Alpha-gal light sufferer here - light because my reactions are usually somewhat light hives, however I also have practiced avoidance nearly perfectly for years. I'll try to answer your questions, but I'm not a medical professional so this is not medical advice etc etc.
What to do in the meantime until the 30-days the allergy takes to develop? 100% avoidance of all things you mentioned would probably be safest.
Why avoid? There are many anecdotes of the allergy fading with enough time when you practice alpha-gal avoidance. So starting IMMEDIATELY and never having a post-tick bite alpha-gal reaction may stop reinforcing the behavior in your immune system even faster. That one theory of how this allergy supposedly fades with time, is its sort of forgotten and dropped from your immune 'defenses' but that maybe not right.
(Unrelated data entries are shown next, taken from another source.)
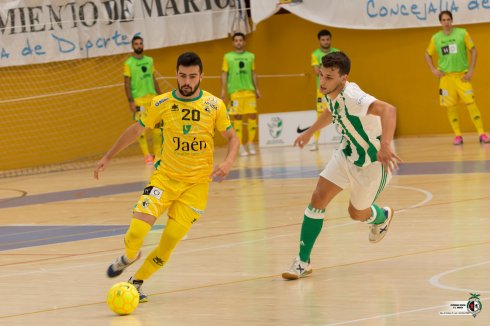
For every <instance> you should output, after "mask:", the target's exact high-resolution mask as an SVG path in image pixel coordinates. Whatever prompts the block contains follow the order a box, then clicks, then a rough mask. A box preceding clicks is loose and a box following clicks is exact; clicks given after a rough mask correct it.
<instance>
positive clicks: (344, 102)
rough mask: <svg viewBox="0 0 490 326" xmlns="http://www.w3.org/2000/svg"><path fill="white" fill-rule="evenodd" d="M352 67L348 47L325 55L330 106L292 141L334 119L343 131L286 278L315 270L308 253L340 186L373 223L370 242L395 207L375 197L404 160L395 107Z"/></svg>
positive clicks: (322, 223)
mask: <svg viewBox="0 0 490 326" xmlns="http://www.w3.org/2000/svg"><path fill="white" fill-rule="evenodd" d="M349 72H350V60H349V58H348V57H347V55H346V54H345V53H343V52H334V53H330V54H328V55H326V56H324V57H323V58H322V66H321V68H320V91H321V92H322V93H323V94H325V95H326V99H327V103H328V108H327V110H325V111H324V113H323V114H322V115H321V116H320V117H319V118H318V120H317V121H316V122H315V123H314V124H313V126H312V127H311V128H310V129H308V130H307V131H305V132H304V133H302V134H301V135H300V136H299V137H298V138H296V140H295V142H294V145H295V146H299V147H300V148H303V147H304V146H305V145H306V144H308V142H309V141H310V139H311V137H312V136H313V134H314V133H315V132H316V131H318V130H320V129H322V128H324V127H326V126H327V125H329V124H330V123H333V124H334V125H335V127H336V128H337V130H338V132H339V133H340V134H341V135H342V140H341V143H340V146H339V148H338V149H337V150H336V151H335V153H334V154H333V157H332V158H331V160H330V161H329V162H328V163H327V166H326V167H325V169H324V170H323V171H322V172H321V173H320V177H319V178H318V183H317V186H316V189H315V191H314V192H313V195H312V196H311V201H310V204H309V205H308V206H307V207H306V209H305V212H304V217H303V224H302V227H301V235H300V248H299V255H298V256H297V257H296V258H295V259H294V261H293V263H292V265H291V267H290V268H289V269H288V270H287V271H286V272H284V273H283V274H282V277H283V278H284V279H288V280H296V279H298V278H300V277H304V276H306V275H308V274H310V273H311V272H312V268H311V265H310V254H311V251H312V249H313V245H314V243H315V241H316V239H317V237H318V235H319V234H320V231H321V230H322V227H323V219H324V217H325V211H326V207H327V205H328V204H329V203H330V201H331V200H332V199H333V198H334V197H335V196H336V195H337V194H338V193H340V192H341V191H342V190H344V189H347V188H350V190H351V197H350V203H349V208H348V211H349V215H350V217H351V218H352V219H354V220H358V221H362V222H365V223H368V224H369V225H370V232H369V241H371V242H372V243H376V242H379V241H381V239H383V238H384V236H385V235H386V232H387V231H388V227H389V225H390V223H391V220H392V218H393V214H394V210H393V208H391V207H379V206H377V205H376V204H374V201H375V200H376V198H377V197H378V195H379V194H380V193H381V191H382V190H383V189H384V187H385V186H386V185H387V183H388V182H389V180H390V179H391V173H392V171H393V170H394V169H396V168H398V162H399V161H400V158H399V157H398V156H397V155H396V154H395V152H394V151H393V149H392V146H391V142H392V141H393V135H394V133H395V127H396V109H395V107H394V106H393V105H391V104H388V103H386V102H383V101H380V100H377V99H376V98H374V97H373V96H371V95H369V94H367V93H365V92H363V91H362V90H361V88H359V86H357V85H356V84H355V83H350V82H348V81H347V76H348V74H349Z"/></svg>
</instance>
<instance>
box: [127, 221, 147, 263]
mask: <svg viewBox="0 0 490 326" xmlns="http://www.w3.org/2000/svg"><path fill="white" fill-rule="evenodd" d="M150 230H151V225H150V224H148V223H146V222H143V221H142V220H138V219H137V218H133V219H132V220H131V224H130V225H129V229H128V231H126V236H125V237H124V244H125V246H126V257H128V258H129V259H131V260H133V259H135V258H136V256H137V255H138V252H139V250H140V248H141V246H142V245H143V241H144V240H145V237H146V235H147V234H148V232H150Z"/></svg>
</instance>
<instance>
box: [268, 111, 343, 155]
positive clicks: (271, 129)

Regarding Dairy, I personally haven't had much problem with cheeses however high fat milks and sour cream kick my ass usually. More processed stuff like cream cheese surprisingly was ok. I believe I read other's online anecdotes supporting what my body has shown to be true also, cooked dairy is usually OK for whatever reason, a similar phenomenon to young kids dairy allergies where they can have it cooked in dishes. But again you may want to do 100% avoidance diet and slowly reintroduce, a standard allergy practice.
RE: cross contamination. Again I'm not a highly sensitive alpha-gal sufferer but I haven't had many issues with this. It would probably be a problem if someone used bacon grease to cook instead of a regular vegetable oil. I've stopped worrying too much about this when I dine/order out and have been OK. I put that energy making sure what I'm ordering doesn't have any hidden beef/pork like in broths of soups.
I wonder if completely abstaining from any red meat for a year would be enough to reduce whatever antibodies are being created to the point where you could eat red meat again.
Most anecdotes I read said the 8-15 year (I'm year 9) scale for the allergy to fade if at all, I don't recall what they said they had for reactions/accidental allergen dosages during their years though.
Accidental allergen exposures happen once in a while, as you get used to the diet and learn hidden sources of allergen, they happen less. There's been no point in time when I thought I had to test if the allergy had gone away yet because I can usually remember a recent small or big hive from the past year. Right now I think I'm at least 1.5 year without hives, probably thanks to quarantine forcing a more controlled diet.
Since about my second year of being allergic I've been very well adjusted to my fish/bird meat only diet and have no insatiable desire for a steak so I'm OK waiting another few years before purposefully trying anything dangerous.
More research is needed, my anecdotal experiences is that different people have wide differences in the way that they react to alpha gal.
I know someone who went into full anaphylaxis from inhaling aeroplane food on a flight, requiring both injectors, they were in their late 40s.
I know someone who was able to reintroduce cheese and that worked for them.
The variance and time to affect seems to vary depending on the person.
My ex partner has a reaction petting my dogs who've been running out in the yard rolling in wallaby poop.
It's bloody awful affliction :( It prevents you from being able to enjoy many activities that most people take for granted.
The good thing is bird is pretty versatile! Duck is amazing, where I live you can buy duck chortizo. Groups I've joined on Facebook that are USA based are doing Emu briskets!
My ex goes and gets a test every once in a while that measures some level that they can use to tell if it's getting better or worse.
The crazy thing is that the local schools ban peanut butter but a sausage sizzle as they're called here (cooking like 50 sausages at a time for a fundraisers) are all totally OK, despite the allergy being an ongoing issue for the local area (just like in the USA, it's localised).